The United States and Japan are considering making a joint proposal concerning Trans-Pacific Partnership rules on drug patents, making it possible for generic drugs to be sold sooner in developing countries, sources close to the matter said Saturday.
According to the sources, the joint proposal will call on developed nations like the United States, Japan and Australia to extend the period of patent protection for medicinal drugs while allowing shorter periods in developing countries like Malaysia and Vietnam.

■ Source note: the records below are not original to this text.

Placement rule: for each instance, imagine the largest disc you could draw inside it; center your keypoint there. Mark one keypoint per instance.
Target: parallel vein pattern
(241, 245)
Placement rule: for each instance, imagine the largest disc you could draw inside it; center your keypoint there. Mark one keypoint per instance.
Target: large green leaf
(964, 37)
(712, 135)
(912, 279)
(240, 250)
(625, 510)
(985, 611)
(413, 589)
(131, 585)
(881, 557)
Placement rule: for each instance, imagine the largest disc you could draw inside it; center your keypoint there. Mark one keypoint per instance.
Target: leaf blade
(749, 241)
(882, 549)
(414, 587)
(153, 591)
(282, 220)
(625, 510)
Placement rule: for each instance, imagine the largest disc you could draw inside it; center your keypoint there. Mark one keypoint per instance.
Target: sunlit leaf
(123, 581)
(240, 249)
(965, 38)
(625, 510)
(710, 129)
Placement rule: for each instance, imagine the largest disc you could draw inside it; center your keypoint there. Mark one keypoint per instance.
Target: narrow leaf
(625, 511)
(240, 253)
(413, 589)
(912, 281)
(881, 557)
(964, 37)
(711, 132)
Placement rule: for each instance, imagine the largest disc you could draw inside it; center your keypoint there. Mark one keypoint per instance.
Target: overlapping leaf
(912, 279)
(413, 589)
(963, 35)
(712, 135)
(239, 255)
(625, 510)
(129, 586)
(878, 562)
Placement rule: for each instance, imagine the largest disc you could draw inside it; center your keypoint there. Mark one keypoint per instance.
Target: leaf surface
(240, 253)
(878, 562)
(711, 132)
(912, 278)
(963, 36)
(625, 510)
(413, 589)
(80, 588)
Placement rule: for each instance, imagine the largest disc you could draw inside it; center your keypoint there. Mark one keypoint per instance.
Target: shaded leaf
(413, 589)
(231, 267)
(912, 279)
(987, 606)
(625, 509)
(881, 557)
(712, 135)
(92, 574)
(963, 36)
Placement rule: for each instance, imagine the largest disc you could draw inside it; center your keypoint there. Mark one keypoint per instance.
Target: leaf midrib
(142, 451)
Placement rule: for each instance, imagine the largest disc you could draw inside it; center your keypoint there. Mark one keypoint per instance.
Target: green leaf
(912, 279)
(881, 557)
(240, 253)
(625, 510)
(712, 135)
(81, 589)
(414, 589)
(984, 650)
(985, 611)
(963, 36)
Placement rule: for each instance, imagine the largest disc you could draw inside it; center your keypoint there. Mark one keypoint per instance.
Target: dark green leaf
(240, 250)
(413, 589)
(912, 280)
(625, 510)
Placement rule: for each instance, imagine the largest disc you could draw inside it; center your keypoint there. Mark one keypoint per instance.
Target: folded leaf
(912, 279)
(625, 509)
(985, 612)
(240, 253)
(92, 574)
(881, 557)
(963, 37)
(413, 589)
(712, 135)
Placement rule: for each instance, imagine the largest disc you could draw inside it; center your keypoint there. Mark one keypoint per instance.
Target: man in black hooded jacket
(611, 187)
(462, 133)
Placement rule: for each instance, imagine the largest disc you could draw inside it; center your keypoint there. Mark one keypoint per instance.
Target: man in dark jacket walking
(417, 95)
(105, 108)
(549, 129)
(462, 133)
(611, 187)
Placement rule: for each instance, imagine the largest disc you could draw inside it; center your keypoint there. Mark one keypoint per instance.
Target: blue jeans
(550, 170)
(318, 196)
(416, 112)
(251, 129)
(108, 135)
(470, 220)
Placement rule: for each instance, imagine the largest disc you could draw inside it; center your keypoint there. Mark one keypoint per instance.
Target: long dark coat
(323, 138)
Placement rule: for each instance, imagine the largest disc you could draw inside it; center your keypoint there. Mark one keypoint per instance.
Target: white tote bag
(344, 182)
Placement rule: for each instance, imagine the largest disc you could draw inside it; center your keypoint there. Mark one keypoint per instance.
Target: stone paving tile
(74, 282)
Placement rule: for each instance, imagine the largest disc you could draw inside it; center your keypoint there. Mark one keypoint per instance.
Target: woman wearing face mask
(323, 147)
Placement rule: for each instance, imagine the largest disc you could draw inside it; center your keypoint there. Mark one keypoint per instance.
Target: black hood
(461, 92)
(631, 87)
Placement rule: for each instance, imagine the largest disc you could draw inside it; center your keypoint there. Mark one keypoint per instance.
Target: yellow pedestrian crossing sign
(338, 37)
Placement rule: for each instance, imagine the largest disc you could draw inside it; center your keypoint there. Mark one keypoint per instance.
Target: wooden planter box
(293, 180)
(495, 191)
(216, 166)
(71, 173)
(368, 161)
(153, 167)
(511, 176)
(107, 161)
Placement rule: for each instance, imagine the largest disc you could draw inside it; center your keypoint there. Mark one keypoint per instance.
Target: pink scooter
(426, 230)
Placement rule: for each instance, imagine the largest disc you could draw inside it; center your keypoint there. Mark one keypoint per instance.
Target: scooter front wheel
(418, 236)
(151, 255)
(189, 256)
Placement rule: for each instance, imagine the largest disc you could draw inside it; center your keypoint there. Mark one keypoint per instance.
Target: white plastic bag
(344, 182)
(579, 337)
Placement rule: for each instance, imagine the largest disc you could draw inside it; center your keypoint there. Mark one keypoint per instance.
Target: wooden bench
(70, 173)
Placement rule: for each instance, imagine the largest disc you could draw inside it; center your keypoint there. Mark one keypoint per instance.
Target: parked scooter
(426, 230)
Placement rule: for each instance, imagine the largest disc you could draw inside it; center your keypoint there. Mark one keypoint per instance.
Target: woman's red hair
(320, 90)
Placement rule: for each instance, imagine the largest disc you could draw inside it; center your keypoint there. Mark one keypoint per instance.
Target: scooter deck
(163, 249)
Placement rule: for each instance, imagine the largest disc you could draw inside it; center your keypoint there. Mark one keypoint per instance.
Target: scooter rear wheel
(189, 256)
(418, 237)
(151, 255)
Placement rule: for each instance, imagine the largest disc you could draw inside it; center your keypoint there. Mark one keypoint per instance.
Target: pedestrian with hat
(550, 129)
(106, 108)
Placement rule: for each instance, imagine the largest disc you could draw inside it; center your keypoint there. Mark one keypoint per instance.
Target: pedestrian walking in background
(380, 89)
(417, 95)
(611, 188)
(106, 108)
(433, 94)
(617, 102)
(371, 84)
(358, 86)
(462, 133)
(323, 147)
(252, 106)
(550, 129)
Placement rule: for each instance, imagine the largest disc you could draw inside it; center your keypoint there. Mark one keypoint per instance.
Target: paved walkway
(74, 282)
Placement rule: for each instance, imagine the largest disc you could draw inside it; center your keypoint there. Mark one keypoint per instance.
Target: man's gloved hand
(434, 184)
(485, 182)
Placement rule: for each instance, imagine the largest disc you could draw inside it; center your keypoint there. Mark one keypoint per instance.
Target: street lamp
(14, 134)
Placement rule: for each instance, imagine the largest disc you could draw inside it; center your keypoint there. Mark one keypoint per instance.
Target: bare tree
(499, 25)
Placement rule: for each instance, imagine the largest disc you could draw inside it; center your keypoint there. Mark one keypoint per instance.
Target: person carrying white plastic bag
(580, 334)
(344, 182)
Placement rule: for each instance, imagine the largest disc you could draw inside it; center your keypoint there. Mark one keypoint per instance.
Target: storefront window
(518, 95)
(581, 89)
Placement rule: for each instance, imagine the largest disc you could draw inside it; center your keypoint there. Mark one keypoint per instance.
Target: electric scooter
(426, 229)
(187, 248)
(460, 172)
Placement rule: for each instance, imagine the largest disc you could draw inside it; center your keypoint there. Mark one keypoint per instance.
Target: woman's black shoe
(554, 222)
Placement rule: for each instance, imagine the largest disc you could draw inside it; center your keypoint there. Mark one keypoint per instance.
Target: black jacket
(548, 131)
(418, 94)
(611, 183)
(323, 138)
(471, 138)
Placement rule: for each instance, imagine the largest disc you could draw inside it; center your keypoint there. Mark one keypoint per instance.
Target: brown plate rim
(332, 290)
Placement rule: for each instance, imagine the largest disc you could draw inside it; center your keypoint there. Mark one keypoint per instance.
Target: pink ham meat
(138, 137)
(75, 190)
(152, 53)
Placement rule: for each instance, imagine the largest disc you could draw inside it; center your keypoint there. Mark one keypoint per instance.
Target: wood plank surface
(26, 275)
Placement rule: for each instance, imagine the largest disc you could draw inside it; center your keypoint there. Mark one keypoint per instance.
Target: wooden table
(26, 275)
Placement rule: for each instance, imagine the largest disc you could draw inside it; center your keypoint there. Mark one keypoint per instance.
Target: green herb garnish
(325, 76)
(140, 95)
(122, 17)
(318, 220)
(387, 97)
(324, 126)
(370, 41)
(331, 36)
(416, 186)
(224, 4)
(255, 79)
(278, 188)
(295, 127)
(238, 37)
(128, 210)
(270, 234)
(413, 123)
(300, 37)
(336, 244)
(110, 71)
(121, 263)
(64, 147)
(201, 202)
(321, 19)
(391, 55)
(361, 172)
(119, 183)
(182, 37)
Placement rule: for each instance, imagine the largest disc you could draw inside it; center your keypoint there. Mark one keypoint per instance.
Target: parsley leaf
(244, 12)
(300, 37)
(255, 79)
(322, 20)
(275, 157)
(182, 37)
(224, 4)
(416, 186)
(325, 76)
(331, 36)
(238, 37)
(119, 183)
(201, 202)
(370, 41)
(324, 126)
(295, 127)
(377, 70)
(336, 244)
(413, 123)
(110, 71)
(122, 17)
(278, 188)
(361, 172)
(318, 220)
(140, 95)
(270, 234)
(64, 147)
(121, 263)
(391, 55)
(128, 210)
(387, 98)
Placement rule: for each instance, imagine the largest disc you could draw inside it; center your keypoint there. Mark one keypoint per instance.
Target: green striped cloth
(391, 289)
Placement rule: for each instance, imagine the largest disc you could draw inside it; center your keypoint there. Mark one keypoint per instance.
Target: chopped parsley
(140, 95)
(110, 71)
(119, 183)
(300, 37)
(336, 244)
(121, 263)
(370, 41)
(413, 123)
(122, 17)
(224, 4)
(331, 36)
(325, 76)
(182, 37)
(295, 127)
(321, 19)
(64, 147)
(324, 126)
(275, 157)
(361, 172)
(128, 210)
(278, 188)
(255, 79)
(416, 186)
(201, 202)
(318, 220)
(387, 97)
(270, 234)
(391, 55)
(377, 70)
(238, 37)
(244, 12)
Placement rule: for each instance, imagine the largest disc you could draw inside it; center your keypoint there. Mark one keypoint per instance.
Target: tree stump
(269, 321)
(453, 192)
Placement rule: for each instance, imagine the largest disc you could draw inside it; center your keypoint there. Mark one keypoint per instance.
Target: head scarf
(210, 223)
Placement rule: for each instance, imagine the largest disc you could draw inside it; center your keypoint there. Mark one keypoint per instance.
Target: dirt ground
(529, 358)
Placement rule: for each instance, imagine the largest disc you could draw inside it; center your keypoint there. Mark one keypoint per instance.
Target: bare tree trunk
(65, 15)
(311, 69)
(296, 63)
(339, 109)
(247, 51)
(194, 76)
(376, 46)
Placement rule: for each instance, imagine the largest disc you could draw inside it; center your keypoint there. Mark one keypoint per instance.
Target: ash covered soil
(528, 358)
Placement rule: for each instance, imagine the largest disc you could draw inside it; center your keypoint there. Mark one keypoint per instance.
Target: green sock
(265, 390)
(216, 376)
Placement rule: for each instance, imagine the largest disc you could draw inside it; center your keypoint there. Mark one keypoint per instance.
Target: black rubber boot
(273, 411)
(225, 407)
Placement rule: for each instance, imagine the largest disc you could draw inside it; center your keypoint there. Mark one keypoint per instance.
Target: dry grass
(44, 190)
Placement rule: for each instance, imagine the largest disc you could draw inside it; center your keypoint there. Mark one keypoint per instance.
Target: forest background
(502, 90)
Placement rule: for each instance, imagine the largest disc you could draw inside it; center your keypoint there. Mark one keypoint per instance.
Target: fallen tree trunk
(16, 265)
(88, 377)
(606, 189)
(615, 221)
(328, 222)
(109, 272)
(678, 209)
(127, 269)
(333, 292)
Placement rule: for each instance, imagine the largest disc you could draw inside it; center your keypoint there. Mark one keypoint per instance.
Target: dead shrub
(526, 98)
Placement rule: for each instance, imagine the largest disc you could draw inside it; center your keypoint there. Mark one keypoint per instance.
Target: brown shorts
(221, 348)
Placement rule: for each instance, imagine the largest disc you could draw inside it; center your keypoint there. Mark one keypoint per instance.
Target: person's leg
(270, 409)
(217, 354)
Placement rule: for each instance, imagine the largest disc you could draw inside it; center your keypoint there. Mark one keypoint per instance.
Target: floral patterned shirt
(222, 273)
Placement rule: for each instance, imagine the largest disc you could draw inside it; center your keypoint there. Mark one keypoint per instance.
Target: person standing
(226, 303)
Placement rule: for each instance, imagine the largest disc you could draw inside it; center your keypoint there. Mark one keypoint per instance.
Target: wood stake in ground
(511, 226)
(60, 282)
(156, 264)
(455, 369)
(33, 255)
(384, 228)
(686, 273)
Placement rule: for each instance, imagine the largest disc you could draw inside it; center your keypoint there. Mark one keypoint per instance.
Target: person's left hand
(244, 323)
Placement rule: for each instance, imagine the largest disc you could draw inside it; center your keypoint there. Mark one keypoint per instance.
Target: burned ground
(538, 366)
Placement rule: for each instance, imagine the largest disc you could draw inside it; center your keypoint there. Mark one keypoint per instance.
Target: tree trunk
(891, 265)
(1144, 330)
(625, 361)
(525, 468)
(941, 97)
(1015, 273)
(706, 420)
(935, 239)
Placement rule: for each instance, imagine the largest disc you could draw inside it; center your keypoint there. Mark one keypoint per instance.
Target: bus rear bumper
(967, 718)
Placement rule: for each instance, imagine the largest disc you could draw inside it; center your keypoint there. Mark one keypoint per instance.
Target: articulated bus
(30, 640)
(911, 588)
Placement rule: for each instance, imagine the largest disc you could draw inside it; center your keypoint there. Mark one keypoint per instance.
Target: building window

Washington has been insisting on the patent extension in TPP talks on intellectual property to protect the interest of U.S. drug makers. But emerging economies like Malaysia have voiced concern, contending extended patent protection would delay the availability of less expensive generic drugs.
The United States and Japan are apparently opting for easier rules for developing countries, judging that promotion of generic drugs would ultimately benefit the drug industry as a whole.
The proposal is expected to be tabled at a working group session on intellectual property to be held in Mexico City later this month, the sources said.
The United States and Japan seek to discuss the proposal at a TPP ministerial meeting in Bali, Indonesia, next month, according to the sources.
The countries involved in the TPP talks are Australia, Brunei, Canada, Chile, Japan, Malaysia, Mexico, New Zealand, Peru, Singapore, the United States and Vietnam.